One of the points I shared last night is that sometimes our Come Backs are not necessarily to the same areas of calling that seem to have dwindled. Sometimes they are a Call To sing a new song that God puts in our mouth based on our current experience. One of the great joys of my past few months has been taking on the challenge of teaching our College/Career class at church. These kids in their late teens/early 20’s who are continuing education and finding workplaces of their own obligate me to faithfulness in the call when I want to use the ‘I’m too busy’ cop out. Lest you think that is a terrible thing to say, we would all do so well as to position ourselves so that we have no option but to keep using the gift with which we have been entrusted even when we don’t feel like it. If you ever stop doing it, you will stop wanting to do it. And then it will be all the more difficult to ever want or do again. The lie we have bought in the midst of busy lives is that numbing our mind is restorative. Numb your mind, and your heart will follow. And thus, we have churches full of passion-less people who are content with looking over the photo albums of their Times of Greatness and not even daring to hope those could come again.

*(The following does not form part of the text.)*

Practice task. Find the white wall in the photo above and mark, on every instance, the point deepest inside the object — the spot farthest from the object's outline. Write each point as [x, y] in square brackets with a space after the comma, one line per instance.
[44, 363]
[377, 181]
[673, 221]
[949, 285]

Don’t misunderstand… I’m not talking about personal greatness. I’m talking about those times when Christ has been most evident in us, His Glory most revealed, and those people within your homes and circles of influence the most affected. You know those times of which I speak. I wonder if there be any among you who needs a Come Back of her own?
I am not a fan of the New Year’s Resolution but I do like a start date. A line in the sand that says I will not carry the baggage of back there with me over here. So that’s more or less where I am in this moment. Realizing that I need to do some things in order to want to do them again. Stephen King described doing-until-you-feel-it best in his book, “On Writing”:
“At the start of the road back I just tried to believe the people who said that things would get better if I gave them time to do so. And I never stopped writing. Some of the stuff that came out was tentative and flat but at least it was there. I buried those unhappy, lackluster pages in the bottom drawer of my desk and got on to the next project. Little by little I found the beat again, and after that I found the joy again. I came back to my family with gratitude and back to my work with relief – I came back to it the way folks come back to a summer cottage after a long winter, checking first to make sure nothing had been stolen or broken during the cold season. Nothing had been. It was still all there, still all whole. Once the pipes were thawed out and the electricity turned back on, everything worked fine. “
For all of us, the gifts remain. We just have to decide we are weary of the winter and muster the courage to turn on the lights and get on with it. Finding the beat again sounds nice but knowing the Source of the Joy sounds even better. It is my prayer for my own 2015.
I pray it for you too.
p.s. Next, I may even work on updating my “About” page. Not because I must but because I want to.